Public exposure may occur through the dermal or ocular route when changing gear oils for do- it-yourself services, but exposure will be infrequent.
8. ENVIRONMENTAL EXPOSURE Release
During blending of the additive concentrate containing Z-25 into lubricant products, there is little likelihood of release, since these processes are conducted in purpose constructed facilities which are expected to be fully automated. The notifier indicates that during the blending operation (typical blend sizes are 1 000 to 2 000 kg), the contents of the 200 L drum of Z-25 are decanted into a storage vessel and then pumped to a blend tank. Alternatively, Z- 25 is pumped directly to the blend tank from the drums. Following the blending operations, the product is repacked into containers for distribution to customers. The container sizes used for product distribution are between 1 and 205 L, with little release of the blended product expected during the re-packing operations since fully automated equipment is used.
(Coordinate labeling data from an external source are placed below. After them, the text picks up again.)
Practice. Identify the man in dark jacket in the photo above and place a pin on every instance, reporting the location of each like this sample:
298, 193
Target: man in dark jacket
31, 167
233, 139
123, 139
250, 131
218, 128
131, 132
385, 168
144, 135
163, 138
Any spills resulting from either the blending or repackaging operations would be contained within bundling, and would very likely be soaked up in earth or sand and sent to an approved industrial facility for appropriate disposal. This is expected to be either incineration or placement into landfill. Residuals left in the drums are anticipated to be small. In typical operations involving transfer of drum contents to other vessels, approximately 1.0% of the drum contents may remain as residual. In the present case this would account for an annual release of around 50 kg of the notified material. The notifier indicated that these residuals would be removed during drum reconditioning and would probably be incinerated.
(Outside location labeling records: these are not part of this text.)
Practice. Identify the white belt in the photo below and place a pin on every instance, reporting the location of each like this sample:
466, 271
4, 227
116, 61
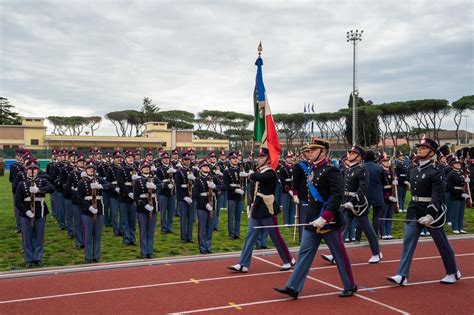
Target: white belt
90, 198
146, 196
36, 199
421, 199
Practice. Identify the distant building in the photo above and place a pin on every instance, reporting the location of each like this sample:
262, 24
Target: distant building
31, 134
Release during transfer of the product during the filling of transmissions would be low. While no information was provided by the notifier, it is estimated (on the basis of experience in assessing lubricant products with similar use patterns) to be a maximum of 50 mL per transfer operation. If it is assumed that each transfer uses 10 L of lubricant these losses amount to
0.5% of lubricant. In the majority of cases the filling of transmissions with the product would take place at sites of vehicle production or maintenance workshops. These releases could be expected to be contained and disposed of with other lubricant and petroleum product waste. In most cases this would be through incineration or oil recycling. When used as a component of automotive transmission oil the material will be contained in an enclosed system, and release is expected to be insignificant. The notifier indicated that gear oils are changed infrequently, and typically would not be changed till the vehicle had "clocked up" around 800 000 km. Few of these major transmission overhauls are likely to be undertaken by independent owners, and in the majority of cases such operations be performed in specialist heavy transport maintenance workshops.